Rational Engineering of a Membrane-Anchored Promiscuous Cytochrome P450 for the Efficient Biosynthesis of Valuable Ganoderic Acids

Lanostane-type triterpenoid ganoderic acids (GAs) possess interesting bioactivities, but their efficient biosynthesis remains challenging. CYP512W2, a promiscuous membrane-anchored cytochrome P450, was recently found to oxidize C7 (or C11) and C15 to form two important GAs, ganoderic acid Y (GA-Y) and ganodermic acid Jb (GA-Jb), but their catalytic routes were unclear. Herein, we report that this CYP exhibits a preference for C7 oxidation, followed by subsequent hydroxylation at C15 after C7 dehydration.
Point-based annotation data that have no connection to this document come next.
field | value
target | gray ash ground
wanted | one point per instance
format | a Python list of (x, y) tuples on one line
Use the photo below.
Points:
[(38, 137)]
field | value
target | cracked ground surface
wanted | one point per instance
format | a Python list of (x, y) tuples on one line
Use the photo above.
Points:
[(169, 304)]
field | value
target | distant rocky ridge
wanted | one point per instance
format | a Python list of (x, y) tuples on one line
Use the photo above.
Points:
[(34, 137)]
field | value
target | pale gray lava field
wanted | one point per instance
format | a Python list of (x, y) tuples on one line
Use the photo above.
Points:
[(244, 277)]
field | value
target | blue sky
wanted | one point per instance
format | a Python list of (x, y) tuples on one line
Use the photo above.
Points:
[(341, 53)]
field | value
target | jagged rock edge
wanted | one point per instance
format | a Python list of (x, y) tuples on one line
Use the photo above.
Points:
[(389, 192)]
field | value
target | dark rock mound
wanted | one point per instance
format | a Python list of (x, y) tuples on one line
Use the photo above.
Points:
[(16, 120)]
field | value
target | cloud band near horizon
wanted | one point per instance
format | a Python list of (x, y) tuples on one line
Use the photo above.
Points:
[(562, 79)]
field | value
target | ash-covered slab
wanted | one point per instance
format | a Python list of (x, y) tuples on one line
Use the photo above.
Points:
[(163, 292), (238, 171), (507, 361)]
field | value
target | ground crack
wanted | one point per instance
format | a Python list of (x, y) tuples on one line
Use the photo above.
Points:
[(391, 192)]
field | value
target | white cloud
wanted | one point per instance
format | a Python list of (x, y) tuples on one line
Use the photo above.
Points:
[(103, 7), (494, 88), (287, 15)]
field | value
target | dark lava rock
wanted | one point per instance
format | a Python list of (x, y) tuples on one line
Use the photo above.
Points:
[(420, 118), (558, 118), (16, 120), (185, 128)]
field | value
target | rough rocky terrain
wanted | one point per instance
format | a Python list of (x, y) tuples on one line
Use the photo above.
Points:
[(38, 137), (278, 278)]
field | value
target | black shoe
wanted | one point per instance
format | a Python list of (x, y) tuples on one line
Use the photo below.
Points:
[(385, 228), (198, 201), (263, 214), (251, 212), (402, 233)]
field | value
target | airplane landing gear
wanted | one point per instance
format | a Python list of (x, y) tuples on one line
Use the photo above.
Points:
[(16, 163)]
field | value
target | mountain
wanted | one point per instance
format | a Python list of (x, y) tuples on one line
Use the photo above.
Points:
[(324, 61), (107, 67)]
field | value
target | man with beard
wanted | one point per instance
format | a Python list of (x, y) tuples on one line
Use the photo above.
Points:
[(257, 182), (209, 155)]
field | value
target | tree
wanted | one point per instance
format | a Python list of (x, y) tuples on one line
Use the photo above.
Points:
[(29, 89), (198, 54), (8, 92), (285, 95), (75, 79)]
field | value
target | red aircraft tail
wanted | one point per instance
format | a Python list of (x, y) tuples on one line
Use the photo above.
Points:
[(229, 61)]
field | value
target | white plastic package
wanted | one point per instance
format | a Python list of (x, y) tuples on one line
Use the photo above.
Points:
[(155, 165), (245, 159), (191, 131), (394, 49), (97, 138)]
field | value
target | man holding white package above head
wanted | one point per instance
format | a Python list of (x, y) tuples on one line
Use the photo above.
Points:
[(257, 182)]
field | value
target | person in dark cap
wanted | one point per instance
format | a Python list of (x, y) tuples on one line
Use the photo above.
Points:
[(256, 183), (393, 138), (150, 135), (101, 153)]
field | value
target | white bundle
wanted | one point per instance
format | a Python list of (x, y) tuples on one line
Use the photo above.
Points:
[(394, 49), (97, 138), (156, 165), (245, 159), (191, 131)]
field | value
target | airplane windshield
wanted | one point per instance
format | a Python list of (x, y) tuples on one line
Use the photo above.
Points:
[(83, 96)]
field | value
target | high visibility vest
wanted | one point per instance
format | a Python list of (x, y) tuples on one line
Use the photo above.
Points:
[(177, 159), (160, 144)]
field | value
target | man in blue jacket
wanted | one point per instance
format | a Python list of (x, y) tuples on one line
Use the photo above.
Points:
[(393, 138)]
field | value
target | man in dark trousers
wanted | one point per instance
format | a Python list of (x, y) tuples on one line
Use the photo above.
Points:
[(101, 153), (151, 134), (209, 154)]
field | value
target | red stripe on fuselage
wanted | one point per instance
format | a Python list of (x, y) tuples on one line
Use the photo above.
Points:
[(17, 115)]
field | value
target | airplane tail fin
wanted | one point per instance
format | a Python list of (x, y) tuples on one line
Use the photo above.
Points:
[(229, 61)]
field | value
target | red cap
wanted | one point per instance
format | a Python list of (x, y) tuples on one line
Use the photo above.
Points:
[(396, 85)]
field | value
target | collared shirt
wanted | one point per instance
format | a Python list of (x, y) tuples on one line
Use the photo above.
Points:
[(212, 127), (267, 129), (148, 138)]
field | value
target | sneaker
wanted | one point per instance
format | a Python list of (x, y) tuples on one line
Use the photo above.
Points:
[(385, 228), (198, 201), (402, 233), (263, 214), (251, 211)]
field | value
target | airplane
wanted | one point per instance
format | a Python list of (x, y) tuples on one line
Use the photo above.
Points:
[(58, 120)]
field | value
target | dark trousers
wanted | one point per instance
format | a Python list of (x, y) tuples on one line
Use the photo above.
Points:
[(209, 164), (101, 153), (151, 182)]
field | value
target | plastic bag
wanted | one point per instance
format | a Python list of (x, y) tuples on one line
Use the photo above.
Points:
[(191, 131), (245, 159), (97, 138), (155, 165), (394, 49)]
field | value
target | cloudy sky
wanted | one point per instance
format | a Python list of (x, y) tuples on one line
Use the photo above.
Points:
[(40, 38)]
Combining computation-aided design with experimental verification, we identified key residues I108, M114, M213, L294, and Y482 critical for CYP512W2 catalytic activity. Engineering these residues significantly increased the production titers of GA-Jb and/or GA-Y. Molecular dynamics analysis uncovered that the proportions of favorable C7- and C15-conformations were enhanced in I108A, and the active pocket and substrate entrance were enlarged in Y482F. Besides, the slightly improved C7-conformation and the reduced C15-conformation in M213R may be attributed to the regulation of substrate conformation mediated by electrostatic attraction. The successful identification of these residues in CYP512W2 provides insights into the design of microbial cell factories for efficient GAs biosynthesis.